Discussion in 'Music Corner' started by mdekoning, Dec 21, 2015.

  1. mdekoning

    mdekoning Forum Resident Thread Starter

    Today is Frank Zappa's 75th birthday. A great moment to start a Frank Zappa album by album thread. I'll post a new album every week, using the wikipedia discography's "official albums" as a guideline. Note that I'll be using the tracklistings of the original vinyl release, but feel free to discuss different versions that have later appeared on reissues and CDs. If there's still enough interest in this thread when we get there, we may move on to the posthumous releases afterwards.
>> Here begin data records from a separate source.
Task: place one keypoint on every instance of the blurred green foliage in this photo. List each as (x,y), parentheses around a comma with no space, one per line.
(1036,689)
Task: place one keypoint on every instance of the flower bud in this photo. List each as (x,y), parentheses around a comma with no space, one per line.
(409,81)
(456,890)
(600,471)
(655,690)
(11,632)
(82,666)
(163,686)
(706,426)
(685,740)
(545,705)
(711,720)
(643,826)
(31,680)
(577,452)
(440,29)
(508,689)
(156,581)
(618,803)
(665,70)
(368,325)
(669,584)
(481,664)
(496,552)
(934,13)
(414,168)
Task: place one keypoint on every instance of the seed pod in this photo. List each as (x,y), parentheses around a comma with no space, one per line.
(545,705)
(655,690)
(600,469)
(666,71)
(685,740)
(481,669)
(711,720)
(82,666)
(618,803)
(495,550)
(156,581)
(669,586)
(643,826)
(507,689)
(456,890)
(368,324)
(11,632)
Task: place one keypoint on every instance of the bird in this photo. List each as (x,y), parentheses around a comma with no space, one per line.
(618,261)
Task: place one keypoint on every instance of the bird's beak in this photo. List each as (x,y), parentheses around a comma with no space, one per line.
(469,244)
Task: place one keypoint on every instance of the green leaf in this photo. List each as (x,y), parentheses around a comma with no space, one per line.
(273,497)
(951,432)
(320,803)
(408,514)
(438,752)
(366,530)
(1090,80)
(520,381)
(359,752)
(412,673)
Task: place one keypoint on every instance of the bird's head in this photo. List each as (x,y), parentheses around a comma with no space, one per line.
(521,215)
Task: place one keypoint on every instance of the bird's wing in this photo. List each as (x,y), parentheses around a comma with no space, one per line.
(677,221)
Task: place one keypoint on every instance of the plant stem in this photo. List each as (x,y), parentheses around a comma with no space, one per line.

Have fun!
    Scopitone, ArpMoog, Beech and 2 others like this.
  2. mdekoning

    mdekoning Forum Resident Thread Starter


    Released: June 27 1966
    Label: Verve Records
    Producer: Tom Wilson


    The Mothers of Invention
    Frank Zappa: Guitar, Conductor, Vocals
    Jimmy Carl Black: Percussion, Drums, Vocals
    Ray Collins: Vocals, Harmonica, Cymbals, Sound Effects, Tambourine, Finger Cymbals, Bobby Pin & Tweezers
    Roy Estrada: Bass & Guitarone, Boy Soprano
    Elliot Ingber: Alternate Lead & Rhythm Guitar

    The Mothers' Auxiliary
    Gene Estes: Percussion
    Eugene Di Novi: Piano
    Neil Le Vang: Guitar
    John Rotella: Clarinet, Sax
    Carol Kaye: 12-string Guitar
    Kurt Reher: Cello
    Raymond Kelley: Cello
    Paul Bergstrom: Cello
    Emmet Sargeant: Cello
    Joseph Saxon: Cello
    Edwin V. Beach: Cello
    Arthur Maebe: French Horn, Tuba
    Motorhead Sherwood: Noises
    Kim Fowley: Hypophone
    Mac Rebennack: Piano
    Paul Butterfield: Vocals
    Les McCann: Piano
    Jeannie Vassoir: (the voice of Cheese)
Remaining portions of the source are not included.